CS
Charlotte Steeves
Student Speaker | Étudiant.e
Prolonged dietary exposure to marine chemical pollution has been cited as an underlying cause of reduced reproductive success and hormone disruption in birds. Seabirds occupy an apex position in the marine food web and are especially susceptible to high toxicant loads in ingested prey throughout their lifespan. Sub-lethal effects of toxicant exposure in seabirds are still relatively understudied and there is a pressing need to better predict changing patterns of accumulation and exposure. The General Seabird Toxicant Model, comprised of a bioenergetic and toxicokinetic sub-model, will integrate life history, environmental, empirical, and mechanistic data from a wide range of sources with the aim of predicting exposure, accumulation, and elimination of hydrophobic pollutants in seabirds.
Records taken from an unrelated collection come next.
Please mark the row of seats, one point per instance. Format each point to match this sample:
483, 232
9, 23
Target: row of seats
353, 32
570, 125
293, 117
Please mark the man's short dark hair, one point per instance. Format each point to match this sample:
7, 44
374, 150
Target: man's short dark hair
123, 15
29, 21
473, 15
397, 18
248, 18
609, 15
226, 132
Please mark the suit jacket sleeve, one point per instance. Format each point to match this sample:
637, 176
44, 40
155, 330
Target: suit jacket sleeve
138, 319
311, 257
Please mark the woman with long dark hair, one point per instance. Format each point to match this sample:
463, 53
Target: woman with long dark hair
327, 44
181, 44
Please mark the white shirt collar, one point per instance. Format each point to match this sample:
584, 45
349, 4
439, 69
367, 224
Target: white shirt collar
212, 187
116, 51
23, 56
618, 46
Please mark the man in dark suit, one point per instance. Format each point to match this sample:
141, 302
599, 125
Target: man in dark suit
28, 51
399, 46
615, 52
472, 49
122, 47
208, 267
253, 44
The bioenergetic sub-model estimates dietary exposure and storage of common pollutants with the aim of extrapolating to a wide variety of seabird species. The bioenergetics sub-model integrates life history traits and environmental data as predictors of percent body fat and daily energy requirements in adult seabirds across spatial and temporal variations. The toxicokinetic sub-model estimates chemical uptake, bioaccumulation in adipose tissues, and elimination routes of a selective group of common pollutants, including emergent and legacy pollutants. The model will be initially parameterized using data available in the literature for seabird bioenergetic components and growth, relevant environmental parameters, and chemical concentrations reported in various body tissues from both destructive and non-destructive sampling events.